1.  naruszenie przepisów postępowania mających wpływ na wynik sprawy tj.

a.  art. 233 § 1 K.p.c., poprzez przyjęcie, iż treść dowodu (umowa kredytu łącząca cedenta z pozwanym), pozwala uznać że każda ze stron umowy wykonała jej postanowienia, podczas gdy treść § 2 ust. 18, w zestawieniu z brzmieniem art. 49 u.k.k., art. 65 oraz 354 K.c. oraz zasadą obowiązywania wykładni norm unijnych prezentowanej przez (...) ex tunc, wskazuje, że bank był zobowiązany zapisem umownym do rozliczenia prowizji, a tym samym wykonał ostatni obowiązek wynikający z postanowień umowy, w dacie rozliczenia prowizji w związku z przedterminową spłatą kredytu (brak wszechstronnej i całościowej oceny materiału dowodowego, wyciągnięcie wadliwych wniosków z zebranego materiału dowodowego),

2.  naruszenie przepisów prawa materialnego, tj.:

a.  art. 45 ust. 5 w zw. z art. 45 ust. 1 ustawy o kredycie konsumenckim, w zw. z art. 56 k.c. oraz 354 k.c., w zw. z art. 23 Dyrektywa 2008/48/WE w sprawie umów o kredyt konsumencki oraz uchylająca dyrektywę Rady 87/102/EWG, w związku z art. 288 Traktatu o Funkcjonowaniu Unii Europejskiej [Dz.U.2004.90.864/2 z dnia 2004.04.30 poprzez ich błędną wykładnię w zakresie pojęcia "wykonanie umowy" i w konsekwencji wadliwe przyjęcie, że wykonanie umowy oznacza samo wypłacenie pożyczki przez pożyczkodawcę i jej spłata przez pożyczkobiorcę, wbrew:

- wykładni językowej oraz zasadzie lege non distinguente (skoro ustawa nie precyzuje jakie i czyje obowiązki umowne mają być wykonane , brak podstaw do przyjęcia, że chodzi wyłącznie o jeden z wielu obowiązków (spłata kredytu) obciążających strony kontraktu, jak również brak podstaw do odrzucenia poglądu zgodnie z którym o wykonaniu umowy można mówić po realizacji przez dłużnika wszystkich ciążących na nim obowiązków (cytat za uzasadnieniem zaskarżonego wyroku);

- wykładni systemowej (zwrot wykonanie umowy pojawia się w u.k.k. wyłącznie raz, właśnie w art. 45 ust. 5, natomiast zwroty spłata kredytu konsumenckiego, spłata zadłużenia wynikającego z umowy, spłata kredytu, spłata zaciągniętego kredytu, spłata pełnej kwoty kredytu, spłata całkozoitej kwoty kredytu pojawiają się w ww. ustawie co najmniej kilkanaście razy (zwłaszcza w art. 30 u.k.k., stanowiącym de facto jeden wspólny mechanizm z art, 45 u.k.k.), tym samym nie sposób przyjąć, że ustawodawca, chcąc powiązać początek biegu terminu z art. 45 ust. 5 u.k.k. z faktem spłaty kredytu nie użył właśnie tego zwrotu (lub jednego z ww. zwrotów);

- wykładni prokonsumenckiej i proeuropejskiej (Po pierwsze skoro celem u.k.k. jest ochrona interesów konsumentów, przyjęcie zawężającej (na co wskazano wyżej), niepopartej wytycznymi wykładni językowej i systemowej, wykładni pojęcia wykonanie umowy stałoby w rażącej opozycji do tegoż celu.
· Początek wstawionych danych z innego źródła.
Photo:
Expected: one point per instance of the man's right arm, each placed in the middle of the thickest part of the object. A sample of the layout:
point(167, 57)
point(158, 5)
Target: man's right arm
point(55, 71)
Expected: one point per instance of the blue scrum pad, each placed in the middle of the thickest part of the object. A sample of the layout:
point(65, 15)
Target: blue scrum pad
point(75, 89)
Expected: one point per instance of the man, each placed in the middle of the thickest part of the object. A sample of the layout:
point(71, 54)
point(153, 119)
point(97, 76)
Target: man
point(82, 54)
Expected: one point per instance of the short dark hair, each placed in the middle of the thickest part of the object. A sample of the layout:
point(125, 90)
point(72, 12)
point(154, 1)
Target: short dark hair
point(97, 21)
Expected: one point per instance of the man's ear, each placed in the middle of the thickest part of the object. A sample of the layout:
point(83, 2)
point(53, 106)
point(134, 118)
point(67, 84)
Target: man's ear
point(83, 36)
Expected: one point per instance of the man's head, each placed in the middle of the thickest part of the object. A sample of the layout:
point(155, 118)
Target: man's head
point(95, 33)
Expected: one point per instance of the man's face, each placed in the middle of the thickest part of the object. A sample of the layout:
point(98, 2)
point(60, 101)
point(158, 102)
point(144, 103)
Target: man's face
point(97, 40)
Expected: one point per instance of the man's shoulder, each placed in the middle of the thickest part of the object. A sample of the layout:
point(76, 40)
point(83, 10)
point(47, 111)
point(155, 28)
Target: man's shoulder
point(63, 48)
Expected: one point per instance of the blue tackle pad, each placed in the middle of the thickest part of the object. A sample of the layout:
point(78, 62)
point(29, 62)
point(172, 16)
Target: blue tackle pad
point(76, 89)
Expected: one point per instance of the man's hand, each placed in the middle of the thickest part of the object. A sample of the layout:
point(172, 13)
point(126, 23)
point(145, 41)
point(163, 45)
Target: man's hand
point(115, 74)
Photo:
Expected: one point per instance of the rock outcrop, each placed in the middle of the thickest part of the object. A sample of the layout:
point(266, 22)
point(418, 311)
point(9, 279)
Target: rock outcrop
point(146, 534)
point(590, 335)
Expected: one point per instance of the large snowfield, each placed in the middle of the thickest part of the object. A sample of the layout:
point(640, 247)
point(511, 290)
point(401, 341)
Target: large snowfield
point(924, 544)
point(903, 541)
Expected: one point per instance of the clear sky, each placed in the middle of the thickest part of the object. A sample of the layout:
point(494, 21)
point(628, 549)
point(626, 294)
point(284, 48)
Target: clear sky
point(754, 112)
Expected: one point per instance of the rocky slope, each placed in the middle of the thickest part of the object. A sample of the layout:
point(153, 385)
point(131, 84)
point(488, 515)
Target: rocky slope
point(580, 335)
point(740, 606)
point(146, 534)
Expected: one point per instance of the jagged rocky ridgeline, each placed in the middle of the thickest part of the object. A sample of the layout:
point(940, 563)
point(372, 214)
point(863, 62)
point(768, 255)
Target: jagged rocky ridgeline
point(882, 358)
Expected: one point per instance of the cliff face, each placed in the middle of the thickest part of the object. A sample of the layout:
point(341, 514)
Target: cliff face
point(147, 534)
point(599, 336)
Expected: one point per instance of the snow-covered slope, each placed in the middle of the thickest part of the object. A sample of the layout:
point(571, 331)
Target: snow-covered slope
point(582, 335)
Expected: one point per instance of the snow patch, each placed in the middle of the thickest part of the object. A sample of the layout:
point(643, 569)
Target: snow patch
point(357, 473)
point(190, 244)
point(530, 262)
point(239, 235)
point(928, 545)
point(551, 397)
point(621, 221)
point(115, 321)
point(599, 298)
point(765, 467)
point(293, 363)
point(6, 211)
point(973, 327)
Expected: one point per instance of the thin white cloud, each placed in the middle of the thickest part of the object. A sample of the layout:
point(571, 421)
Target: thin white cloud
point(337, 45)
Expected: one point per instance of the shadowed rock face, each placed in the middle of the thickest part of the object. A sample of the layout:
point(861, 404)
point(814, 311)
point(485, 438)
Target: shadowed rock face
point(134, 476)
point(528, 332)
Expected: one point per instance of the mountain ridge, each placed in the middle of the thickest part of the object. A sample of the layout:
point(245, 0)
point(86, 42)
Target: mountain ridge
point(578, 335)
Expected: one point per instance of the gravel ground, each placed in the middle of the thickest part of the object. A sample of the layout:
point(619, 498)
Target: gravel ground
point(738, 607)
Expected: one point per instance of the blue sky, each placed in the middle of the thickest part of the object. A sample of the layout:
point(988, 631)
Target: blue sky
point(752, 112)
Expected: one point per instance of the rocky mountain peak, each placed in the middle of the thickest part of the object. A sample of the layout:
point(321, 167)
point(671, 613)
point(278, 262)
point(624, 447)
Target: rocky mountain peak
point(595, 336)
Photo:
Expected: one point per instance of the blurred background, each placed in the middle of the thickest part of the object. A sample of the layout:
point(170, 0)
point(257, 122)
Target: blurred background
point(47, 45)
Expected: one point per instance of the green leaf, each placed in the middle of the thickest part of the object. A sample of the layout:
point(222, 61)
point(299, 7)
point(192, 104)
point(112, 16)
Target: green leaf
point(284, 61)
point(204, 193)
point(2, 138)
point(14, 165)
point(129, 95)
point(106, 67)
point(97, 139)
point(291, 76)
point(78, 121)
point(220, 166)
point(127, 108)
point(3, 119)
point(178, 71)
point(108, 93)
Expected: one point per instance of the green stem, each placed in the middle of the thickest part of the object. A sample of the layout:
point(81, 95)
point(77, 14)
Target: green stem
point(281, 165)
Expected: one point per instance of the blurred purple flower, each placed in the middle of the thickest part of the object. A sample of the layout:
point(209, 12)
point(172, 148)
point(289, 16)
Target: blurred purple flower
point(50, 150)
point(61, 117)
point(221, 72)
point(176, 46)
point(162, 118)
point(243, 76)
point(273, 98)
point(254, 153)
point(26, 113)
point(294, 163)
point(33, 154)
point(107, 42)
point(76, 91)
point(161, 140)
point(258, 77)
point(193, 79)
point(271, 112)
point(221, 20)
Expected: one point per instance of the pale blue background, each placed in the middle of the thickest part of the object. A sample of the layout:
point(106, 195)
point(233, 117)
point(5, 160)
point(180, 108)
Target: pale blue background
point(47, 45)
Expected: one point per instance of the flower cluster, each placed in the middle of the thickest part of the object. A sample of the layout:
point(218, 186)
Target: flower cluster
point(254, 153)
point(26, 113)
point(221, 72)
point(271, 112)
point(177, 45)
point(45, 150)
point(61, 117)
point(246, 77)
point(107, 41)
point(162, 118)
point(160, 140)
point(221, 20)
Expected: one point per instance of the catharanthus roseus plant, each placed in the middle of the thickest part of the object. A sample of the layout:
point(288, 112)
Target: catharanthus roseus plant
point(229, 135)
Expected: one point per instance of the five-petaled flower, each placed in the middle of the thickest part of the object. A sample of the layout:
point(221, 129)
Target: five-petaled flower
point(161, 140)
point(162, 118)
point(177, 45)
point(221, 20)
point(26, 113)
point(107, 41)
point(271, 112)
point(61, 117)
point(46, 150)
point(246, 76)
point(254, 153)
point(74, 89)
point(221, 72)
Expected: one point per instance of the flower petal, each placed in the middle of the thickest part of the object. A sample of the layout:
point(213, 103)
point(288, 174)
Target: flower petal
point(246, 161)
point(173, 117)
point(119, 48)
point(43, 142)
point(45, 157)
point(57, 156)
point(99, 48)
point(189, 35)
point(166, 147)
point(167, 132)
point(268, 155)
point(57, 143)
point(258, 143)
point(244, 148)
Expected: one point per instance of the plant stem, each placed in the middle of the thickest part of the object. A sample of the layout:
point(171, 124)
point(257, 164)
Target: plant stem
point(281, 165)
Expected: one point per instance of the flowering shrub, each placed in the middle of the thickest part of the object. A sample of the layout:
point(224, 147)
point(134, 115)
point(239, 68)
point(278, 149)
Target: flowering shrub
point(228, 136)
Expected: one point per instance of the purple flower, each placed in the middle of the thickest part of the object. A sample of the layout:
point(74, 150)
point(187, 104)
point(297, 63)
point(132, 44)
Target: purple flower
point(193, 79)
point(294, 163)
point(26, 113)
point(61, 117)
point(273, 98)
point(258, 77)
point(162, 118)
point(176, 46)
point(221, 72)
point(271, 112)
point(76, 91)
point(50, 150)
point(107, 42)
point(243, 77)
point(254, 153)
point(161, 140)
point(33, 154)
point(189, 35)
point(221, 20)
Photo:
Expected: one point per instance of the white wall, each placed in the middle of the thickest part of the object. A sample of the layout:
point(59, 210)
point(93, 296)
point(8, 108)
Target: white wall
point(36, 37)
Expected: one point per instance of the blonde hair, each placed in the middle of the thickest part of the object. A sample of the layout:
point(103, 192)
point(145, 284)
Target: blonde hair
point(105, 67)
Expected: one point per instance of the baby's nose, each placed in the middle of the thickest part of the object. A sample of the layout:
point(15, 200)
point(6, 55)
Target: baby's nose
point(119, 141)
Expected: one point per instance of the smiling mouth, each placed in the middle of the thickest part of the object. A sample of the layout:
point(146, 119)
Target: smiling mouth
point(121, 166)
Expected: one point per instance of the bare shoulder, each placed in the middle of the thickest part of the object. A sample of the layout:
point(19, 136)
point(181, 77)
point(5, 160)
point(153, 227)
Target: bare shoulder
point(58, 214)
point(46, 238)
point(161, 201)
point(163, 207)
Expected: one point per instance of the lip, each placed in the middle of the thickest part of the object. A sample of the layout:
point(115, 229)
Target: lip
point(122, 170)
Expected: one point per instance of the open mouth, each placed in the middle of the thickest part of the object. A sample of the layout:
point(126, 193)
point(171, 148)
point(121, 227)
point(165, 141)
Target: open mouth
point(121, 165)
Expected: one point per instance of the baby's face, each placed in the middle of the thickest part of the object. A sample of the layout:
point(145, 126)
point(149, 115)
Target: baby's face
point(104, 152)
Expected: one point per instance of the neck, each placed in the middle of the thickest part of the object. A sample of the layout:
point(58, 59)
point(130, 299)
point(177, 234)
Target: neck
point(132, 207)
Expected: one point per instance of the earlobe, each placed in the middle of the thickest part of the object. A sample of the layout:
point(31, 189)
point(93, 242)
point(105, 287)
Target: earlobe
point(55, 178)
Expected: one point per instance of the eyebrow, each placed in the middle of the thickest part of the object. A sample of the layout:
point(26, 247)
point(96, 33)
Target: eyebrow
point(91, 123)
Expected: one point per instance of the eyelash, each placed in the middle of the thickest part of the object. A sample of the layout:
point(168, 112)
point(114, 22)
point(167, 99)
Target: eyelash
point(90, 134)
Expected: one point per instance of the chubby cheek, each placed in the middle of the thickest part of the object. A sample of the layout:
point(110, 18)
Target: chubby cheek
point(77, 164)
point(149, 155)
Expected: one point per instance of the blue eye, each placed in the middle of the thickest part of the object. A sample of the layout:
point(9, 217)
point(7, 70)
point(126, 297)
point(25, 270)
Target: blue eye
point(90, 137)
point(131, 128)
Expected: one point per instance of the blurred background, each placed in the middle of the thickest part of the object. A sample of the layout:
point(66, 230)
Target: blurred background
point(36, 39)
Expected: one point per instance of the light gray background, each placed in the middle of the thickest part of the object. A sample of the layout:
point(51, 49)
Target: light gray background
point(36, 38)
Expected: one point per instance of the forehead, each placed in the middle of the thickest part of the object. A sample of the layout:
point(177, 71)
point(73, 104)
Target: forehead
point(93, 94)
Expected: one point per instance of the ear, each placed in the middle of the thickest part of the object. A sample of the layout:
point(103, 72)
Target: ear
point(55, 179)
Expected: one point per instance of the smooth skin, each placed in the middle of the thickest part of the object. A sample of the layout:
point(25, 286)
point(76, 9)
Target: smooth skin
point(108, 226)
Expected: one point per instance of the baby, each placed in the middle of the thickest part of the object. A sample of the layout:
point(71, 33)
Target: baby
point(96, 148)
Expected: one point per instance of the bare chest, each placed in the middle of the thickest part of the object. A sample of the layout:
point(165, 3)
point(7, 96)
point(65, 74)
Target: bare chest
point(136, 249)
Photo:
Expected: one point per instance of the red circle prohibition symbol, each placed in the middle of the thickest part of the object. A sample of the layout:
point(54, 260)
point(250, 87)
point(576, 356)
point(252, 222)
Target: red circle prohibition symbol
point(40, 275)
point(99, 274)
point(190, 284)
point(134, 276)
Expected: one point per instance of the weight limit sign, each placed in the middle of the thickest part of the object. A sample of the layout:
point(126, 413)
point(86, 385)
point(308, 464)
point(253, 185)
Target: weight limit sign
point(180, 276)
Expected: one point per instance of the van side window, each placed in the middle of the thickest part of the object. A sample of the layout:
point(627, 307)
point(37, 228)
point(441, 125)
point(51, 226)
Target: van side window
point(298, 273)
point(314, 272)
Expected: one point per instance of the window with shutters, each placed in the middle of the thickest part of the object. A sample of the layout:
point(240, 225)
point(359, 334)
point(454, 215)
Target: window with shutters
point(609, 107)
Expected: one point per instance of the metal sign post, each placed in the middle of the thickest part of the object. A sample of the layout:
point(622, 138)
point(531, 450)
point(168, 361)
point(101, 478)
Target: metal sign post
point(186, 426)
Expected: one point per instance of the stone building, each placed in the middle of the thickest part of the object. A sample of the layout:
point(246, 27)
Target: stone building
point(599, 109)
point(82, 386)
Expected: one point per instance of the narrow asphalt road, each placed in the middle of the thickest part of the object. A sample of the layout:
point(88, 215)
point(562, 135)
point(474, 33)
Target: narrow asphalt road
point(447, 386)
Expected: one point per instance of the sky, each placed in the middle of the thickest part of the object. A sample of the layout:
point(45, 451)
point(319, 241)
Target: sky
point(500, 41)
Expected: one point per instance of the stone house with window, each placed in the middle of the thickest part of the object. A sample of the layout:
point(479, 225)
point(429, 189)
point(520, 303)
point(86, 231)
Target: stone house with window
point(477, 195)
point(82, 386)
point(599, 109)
Po drugie zaś w w.w. kontekście wykładnia taka uniemożliwiałaby osiąganie celów Dyrektywy 2008/48/WE (wbrew zasadzie effet utile),

- szerokiej, zaprezentowanej w uzasadnieniu apelacji linii orzeczniczej;

b.  art. 30 ust. 1 pkt 7 u.k.k. w zw. z art. 5 pkt 10 oraz Załącznikiem nr 4 pkt 1 ppkt 1 u.k.k. oraz art. pkt I oraz II a) załącznika I oraz art. 3 j) dyrektywy (...) w sprawie umów o kredyt konsumencki, poprzez ich błędną wykładnię i przyjęcie, że kredytowana prowizja może podlegać oprocentowaniu i stanowić tym samym element kwoty wypłaconej, podczas gdy:

- językowe brzmienie ww. Załącznika nr 4 do ustawy i nr 1 do dyrektywy, wskazuje, że kwoty wypłacane na podstawie umowy o kredyt zawsze sumują się maksymalnie do całkowitej kwoty kredytu. Uzasadnieniem do wprowadzenia tych dwóch pojęć była potrzeba zapobieżeniu pobierania przez kredytodawców odsetek od kwot faktycznie jeszcze niewypłaconych kredytobiorcy - w sytuacji wypłat transzowych. Wskazuje na to zwłaszcza treść Załącznika nr 4 ust. 4 pkt 1, ale także doktryna (O. Z., Ustawa o kredycie konsumenckim. Komentarz, LEX 2014),

- powyższa konkluzja prowadzi do wniosku, iż skoro kwota wypłacona zawsze jest równa (...), a (...) nie może zawierać w sobie żadnego kosztu kredytu, to również kwota wypłacona nie może zawierać w sobie żadnego kosztu kredytu. Skoro natomiast kwota wypłacona nie może zawierać w sobie żadnego kosztu kredytu to zgodnie z art. 5 pkt 10 u.k.k. - żaden koszt kredytu nie może stanowić podstawy naliczania odsetek.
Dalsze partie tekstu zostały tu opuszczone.